Sendirian di atap gedung sekolah, wajah penuh lebam, seragam sekolah yang dia kenakan pun lusuh oleh campuran antara debu dan beberapa bercak darah.
Dengan keadaannya yang jauh dari kata baik-baik saja itu, Nam Dohyon menggeleng kalut dalam lamunannya.
Bukan ini yang Dohyon harapkan saat berhasil masuk ke sekolah ini beberapa bulan lalu.
Menjadi korban risak oleh ketiga teman sekelasnya ㅡah tidak, mereka sama sekali tidak pantas disebut teman.Secara otomatis tangan Dohyon mengepal kuat begitu sekelebat bayangan ketika dirinya dirisak beberapa saat lalu muncul dikepalanya.
'Teman dekat adalah calon musuh terbaik'
Setidaknya itulah yang dapat Dohyon tangkap dari apa yang dialaminya.Lee Yoojin, teman dekat Dohyon.
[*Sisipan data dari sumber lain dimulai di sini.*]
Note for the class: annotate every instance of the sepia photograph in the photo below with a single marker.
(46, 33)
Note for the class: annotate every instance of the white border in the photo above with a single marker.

Dijuluki kakak-beradik sudah menjadi hal biasa untuk keduanya, mereka memang sedekat itu ㅡtapi itu dulu. Siapa yang menyangka jika sekarang Yoojin justru ikut serta dalam kelompok yang merisaknya. Yoojin adalah salah satu dari ketiga orang yang merisak Dohyon barusan.
Yoojin...kenapa...??
Sekujur tubuh Dohyon memang sakit karena baru saja dipukuli. Tapi hati dan jiwanya lah yang paling sakit disini.Dohyon sama sekali tidak tau kesalahan apa yang telah ia perbuat hingga Yoojin tega melakukan semua itu. Mengkhianatinya dengan membocorkan pada semua orang tentang hal yang bahkan Dohyon sendiripun belum tau kebenarannya seperti apa.
Tentang ayahnya. Yang tidak pernah sekalipun ia temui sejak kecil. Rupa, bentuk tubuh, suara, bahkan Dohyon juga tidak tau ayahnya masih hidup atau tidak. Dan sekarang, rasanya Dohyon mulai ragu jika dia memiliki seorang ayah.
Jika saja Dohyon tidak menceritakan semua itu pada Yoojin ㅡah tidak, jika saja Yoojin tidak membeberkan hal itu pada semua orang, mungkin semuanya akan baik-baik saja. Dohyon tidak akan menjadi korban risak dan semua orang tidak akan menyebutnya dengan sebutan... anak haram.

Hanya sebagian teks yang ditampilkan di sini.